Jebolnya Kuota Solar
Djoko menyebutkan, Kementerian ESDM sebelumnya juga pernah menginisiasi penerapan sistem monitoring pengendalian bahan bakar minyak dengan memanfaatkan teknologi Radio Frequency Identification (RFID) untuk mengawasi penggunaan solar bersubsidi. “Sayangnya, setelah dipasang hampir di 250 ribu kendaraan, program tersebut dihentikan,” ujarnya.
Penyalahgunaan solar bersubsidi disinyalir menjadi faktor utama jebolnya kuota solar bersubsidi yang tahun ini ditetapkan sebesar 14,09 juta kiloliter (KL) khusus untuk sektor ritel.

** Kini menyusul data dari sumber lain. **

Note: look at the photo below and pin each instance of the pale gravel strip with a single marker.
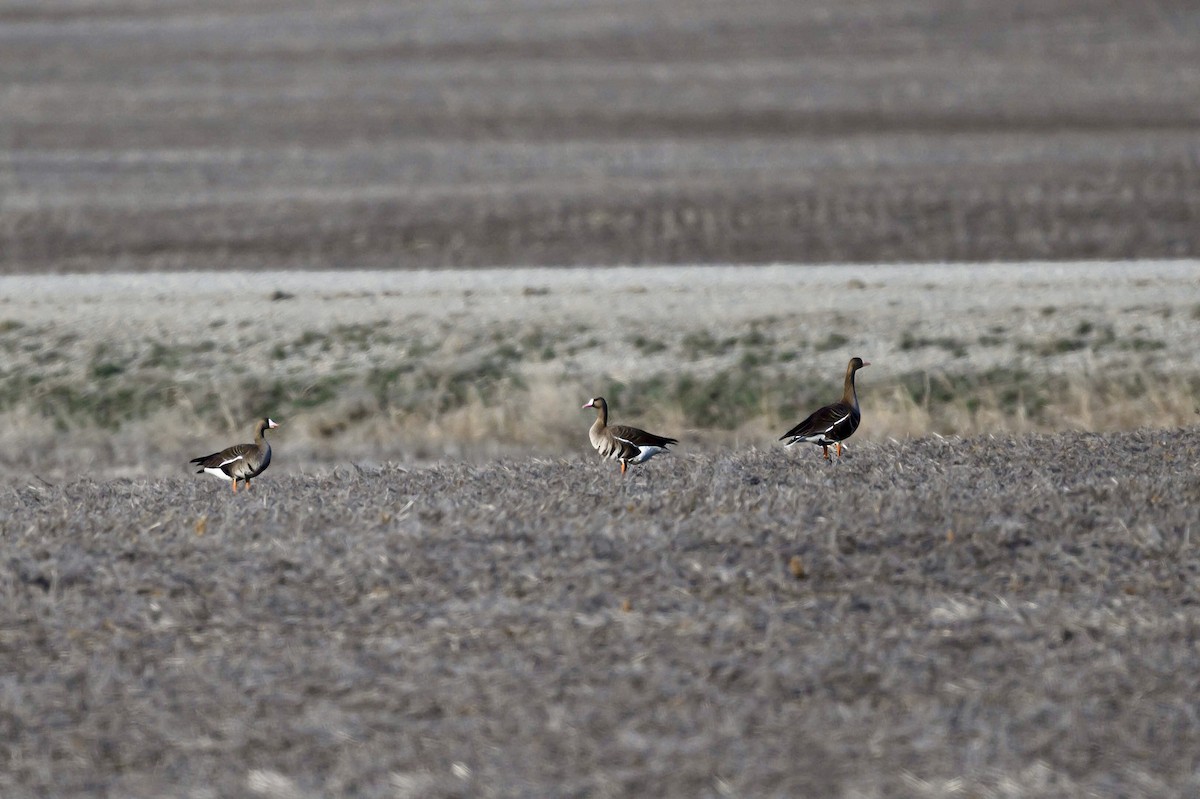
(873, 305)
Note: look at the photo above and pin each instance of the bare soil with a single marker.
(993, 617)
(361, 134)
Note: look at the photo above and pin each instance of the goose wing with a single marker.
(835, 422)
(639, 438)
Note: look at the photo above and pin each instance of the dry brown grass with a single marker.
(994, 617)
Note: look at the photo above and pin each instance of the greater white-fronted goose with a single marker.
(833, 424)
(240, 461)
(621, 442)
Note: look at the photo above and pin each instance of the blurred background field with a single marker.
(358, 133)
(216, 138)
(130, 373)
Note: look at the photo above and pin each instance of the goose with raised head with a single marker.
(835, 422)
(240, 461)
(621, 442)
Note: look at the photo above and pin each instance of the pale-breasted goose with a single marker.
(833, 424)
(621, 442)
(240, 461)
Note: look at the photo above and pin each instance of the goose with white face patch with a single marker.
(240, 461)
(835, 422)
(621, 442)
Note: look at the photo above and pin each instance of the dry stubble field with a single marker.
(993, 617)
(403, 607)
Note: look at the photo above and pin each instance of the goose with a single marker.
(240, 461)
(623, 443)
(835, 422)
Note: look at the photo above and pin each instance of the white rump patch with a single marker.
(647, 452)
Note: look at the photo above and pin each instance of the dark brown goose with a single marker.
(835, 422)
(621, 442)
(240, 461)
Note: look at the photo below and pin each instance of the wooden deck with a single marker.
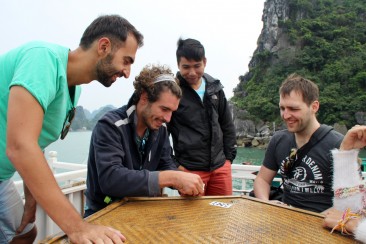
(211, 220)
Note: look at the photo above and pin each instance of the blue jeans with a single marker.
(11, 212)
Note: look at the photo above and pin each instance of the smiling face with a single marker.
(117, 64)
(153, 115)
(191, 70)
(296, 113)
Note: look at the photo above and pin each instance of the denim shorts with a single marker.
(11, 211)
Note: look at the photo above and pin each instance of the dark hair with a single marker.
(308, 89)
(190, 49)
(145, 82)
(115, 27)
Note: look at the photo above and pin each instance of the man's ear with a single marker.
(315, 106)
(104, 46)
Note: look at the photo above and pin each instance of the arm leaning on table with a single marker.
(347, 214)
(25, 117)
(262, 183)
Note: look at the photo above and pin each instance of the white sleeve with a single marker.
(360, 233)
(346, 174)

Pertamina memperkirakan hingga akhir 2022, konsumsi solar bersubsidi akan mencapai 16 juta KL. Djoko memproyeksikan BBM bersubsidi akan melewati kuota yang diproyeksikan.
“Kuota tahunan BBM bersubsidi sebenarnya bisa ditarik ke depan sehingga Pertamina bisa menambah kuota bulanan,” katanya.
Advertisement
Bantu Pemerintah
Mantan Direktur BBM BPH Migas itu mengatakan, pencegahan penyalahgunaan solar bersubsidi menjadi upaya membantu pemerintah dan juga Pertamina.
Pasalnya, tekanan terhadap Anggaran Pendapatan dan Belanja Negara (APBN) saat ini sudah sangat berat, apalagi jika harus menanggung tambahan beban subsidi.
Di sisi lain, beban Pertamina juga sangat berat karena hanya anggaran subsidi Rp500 per liter dari selisih harga jual yang mencapai Rp7.000-Rp8.000 per liter.
“Sekarang pemerintah duduk bareng sama DPR, tambah subsidi solar, misalnya Rp2.000. Tak masalah APBNP khusus subsidi solar. Itu akan membantu Pertamina, tapi bagi masyarakat solar enggak naik,” kata Djoko.